The Apache Software Foundation has announced Apache Parquet as a Top-Level Project.

Apache Parquet, a columnar Hadoop storage format, is used across Big Data processing frameworks, data models and query engines from MapReduce and Apache Spark to Apache Hive, Impala and others. Parquet’s ascension to a Top-Level Project signifies the health and maturity of the open-source community around it, according to Apache Parquet Project Management Committee member and Cloudera software engineer Ryan Blue, who also sees the move as a vote of confident in the project.

Blue said what makes Parquet unique in the Hadoop ecosystem is its bring-your-own-object model.

“Lots of applications are based on existing row-oriented formats, like Avro and Thrift, that come with objects to represent the data,” said Blue. “A great feature of Parquet is that it is built to work natively with those existing classes, so you don’t have to change the application to go from a row-oriented to a column-oriented format. Parquet can read directly to Avro records, Spark data frames, Hive’s
internal writeables, and others.”

Parquet’s open object model and language-agnostic format definition have influenced its integration throughout most of the Hadoop ecosystem, added Julien Le Dem, vice president of the Apache Parquet project. The format is currently used in production at companies and organizations including Cloudera, Netflix, Twitter, Stripe and NASA’s Jet Propulsion Laboratory.

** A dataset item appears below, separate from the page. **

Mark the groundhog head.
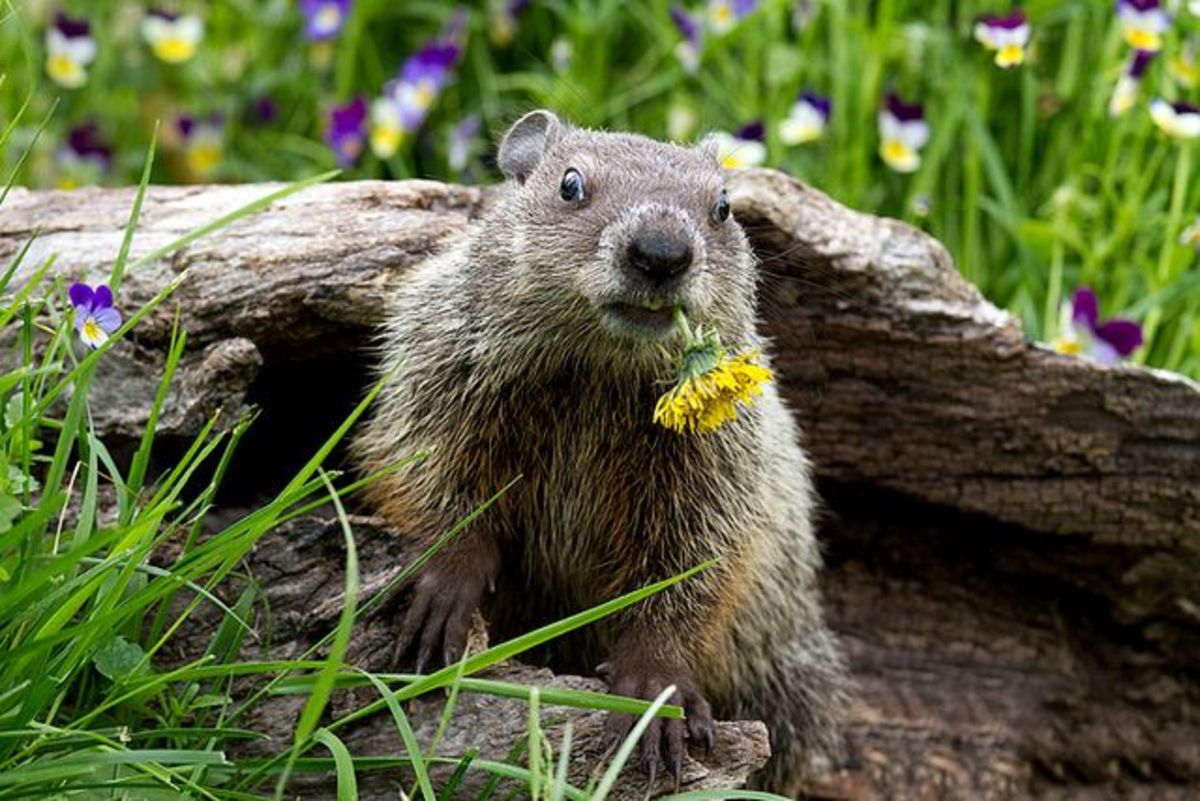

“[The open object model and language-agnostic format] make it easy to experiment with the many query engines and frameworks that exist today,” Le Dem said. “You don’t need to import data into a proprietary storage to analyze when there’s a lot of data that’s really important.”

Going forward, Blue said members of other Apache projects such as Drill, Presto and Hive are collaborating on a vectorized API for accessing Parquet data. Le Dem said Parquet’s graduation to TLP represents the last step in making Parquet a community-driven standard.

“Parquet is not controlled by a single company but is the result of the collaboration of many contributors including teams developing query engines, as well as companies that have adopted it,” said Le Dem. “We’re looking towards those query engines to continue to deeply integrate with the columnar format to reap all the benefits. We’re also improving the APIs so that the benefits of Parquet apply as well to custom applications developed in Hadoop, for example using [the] optimized filter in MapReduce.”